I can’t speak for the Steinfield immigrants, but I know firsthand that my Firestone grandparents loved this country as if it were their own, which it was from the day they set foot on Ellis Island more than a hundred years ago.

Irving Berlin became rich writing songs that most of us can hum – “Alexander’s Ragtime Band,” “Always,” “Blue Skies,” “I’ve Got My Love to Keep Me Warm,” and “White Christmas,” to name a few. He didn’t start out rich, or begin as “Irving Berlin.” He was born Israel Beilin in Russia in 1888 and came to this country when he was five, in 1893, a year or two after the Steinfields and a decade or so before the Firestones. All of them were fleeing pogroms in small Russian villages (“shtetls”) where it wasn’t safe to be Jewish.

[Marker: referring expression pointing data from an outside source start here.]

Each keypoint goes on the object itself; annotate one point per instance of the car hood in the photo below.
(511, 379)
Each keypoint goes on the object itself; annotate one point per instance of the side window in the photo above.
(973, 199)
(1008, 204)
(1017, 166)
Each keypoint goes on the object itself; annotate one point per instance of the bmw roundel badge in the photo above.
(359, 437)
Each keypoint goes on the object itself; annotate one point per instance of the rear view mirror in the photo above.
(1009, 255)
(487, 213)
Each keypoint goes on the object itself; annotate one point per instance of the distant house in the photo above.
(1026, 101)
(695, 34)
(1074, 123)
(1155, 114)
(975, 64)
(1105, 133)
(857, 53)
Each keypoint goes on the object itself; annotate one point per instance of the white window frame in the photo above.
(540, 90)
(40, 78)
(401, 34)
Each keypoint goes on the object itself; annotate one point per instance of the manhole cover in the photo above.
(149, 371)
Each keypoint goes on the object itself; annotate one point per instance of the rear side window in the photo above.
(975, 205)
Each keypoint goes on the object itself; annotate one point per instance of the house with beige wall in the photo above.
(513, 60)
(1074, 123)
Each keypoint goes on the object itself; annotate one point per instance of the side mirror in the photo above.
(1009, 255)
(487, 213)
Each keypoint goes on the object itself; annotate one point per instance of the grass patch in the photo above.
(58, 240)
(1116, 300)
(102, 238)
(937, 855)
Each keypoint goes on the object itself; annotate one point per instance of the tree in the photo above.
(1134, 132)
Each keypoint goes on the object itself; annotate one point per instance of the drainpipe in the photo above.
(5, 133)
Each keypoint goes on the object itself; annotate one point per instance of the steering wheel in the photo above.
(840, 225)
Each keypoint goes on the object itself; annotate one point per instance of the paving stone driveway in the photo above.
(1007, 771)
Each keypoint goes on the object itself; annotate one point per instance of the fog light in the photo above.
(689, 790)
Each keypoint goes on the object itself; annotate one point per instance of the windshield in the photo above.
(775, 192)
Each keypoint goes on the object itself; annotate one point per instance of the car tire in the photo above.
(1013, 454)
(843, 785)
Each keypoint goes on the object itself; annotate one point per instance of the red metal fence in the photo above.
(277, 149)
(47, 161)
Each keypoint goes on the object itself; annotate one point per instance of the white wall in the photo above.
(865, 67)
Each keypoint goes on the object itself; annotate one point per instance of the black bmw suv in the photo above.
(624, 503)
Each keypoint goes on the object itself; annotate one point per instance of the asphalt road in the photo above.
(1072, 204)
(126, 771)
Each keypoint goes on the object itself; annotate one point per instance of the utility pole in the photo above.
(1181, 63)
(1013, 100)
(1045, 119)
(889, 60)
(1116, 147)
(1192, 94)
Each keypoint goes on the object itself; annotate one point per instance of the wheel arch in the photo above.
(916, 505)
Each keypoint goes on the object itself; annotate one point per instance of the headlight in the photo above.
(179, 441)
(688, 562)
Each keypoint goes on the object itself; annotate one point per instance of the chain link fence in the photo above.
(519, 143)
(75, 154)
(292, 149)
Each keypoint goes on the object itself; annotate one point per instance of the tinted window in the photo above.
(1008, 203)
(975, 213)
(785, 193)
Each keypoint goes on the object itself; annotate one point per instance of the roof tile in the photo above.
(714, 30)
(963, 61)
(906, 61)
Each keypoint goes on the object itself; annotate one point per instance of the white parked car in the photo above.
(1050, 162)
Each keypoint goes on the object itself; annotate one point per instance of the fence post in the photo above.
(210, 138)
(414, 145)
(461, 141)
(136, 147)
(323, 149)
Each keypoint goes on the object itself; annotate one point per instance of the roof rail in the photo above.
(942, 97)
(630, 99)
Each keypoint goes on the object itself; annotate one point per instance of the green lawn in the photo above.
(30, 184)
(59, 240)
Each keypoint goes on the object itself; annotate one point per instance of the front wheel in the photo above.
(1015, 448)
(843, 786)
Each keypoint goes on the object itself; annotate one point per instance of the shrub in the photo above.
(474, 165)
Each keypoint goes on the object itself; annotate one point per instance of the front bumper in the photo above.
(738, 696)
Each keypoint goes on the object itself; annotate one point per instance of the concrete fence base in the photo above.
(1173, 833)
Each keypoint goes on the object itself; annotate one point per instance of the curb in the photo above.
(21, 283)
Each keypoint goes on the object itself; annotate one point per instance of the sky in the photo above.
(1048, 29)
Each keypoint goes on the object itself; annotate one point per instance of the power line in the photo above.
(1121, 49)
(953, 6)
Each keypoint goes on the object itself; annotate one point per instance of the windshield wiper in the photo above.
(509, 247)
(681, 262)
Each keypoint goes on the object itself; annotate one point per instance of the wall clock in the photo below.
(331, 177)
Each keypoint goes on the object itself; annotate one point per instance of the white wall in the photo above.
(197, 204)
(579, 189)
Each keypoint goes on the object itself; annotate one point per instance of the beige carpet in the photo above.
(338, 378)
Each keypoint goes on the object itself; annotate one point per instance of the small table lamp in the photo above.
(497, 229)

Like so many immigrants, Irving Berlin made his way in the country that took him in. He wrote so many hit songs that he became a veritable one-man American songbook.

Two of those Irving Berlin songs were “Call Me Up Some Rainy Afternoon,” which one grandmother sang to me, and “God Bless America,” which I sang to my other grandmother.

They were all Americans.  And yes, an immigrant wrote “God Bless America.”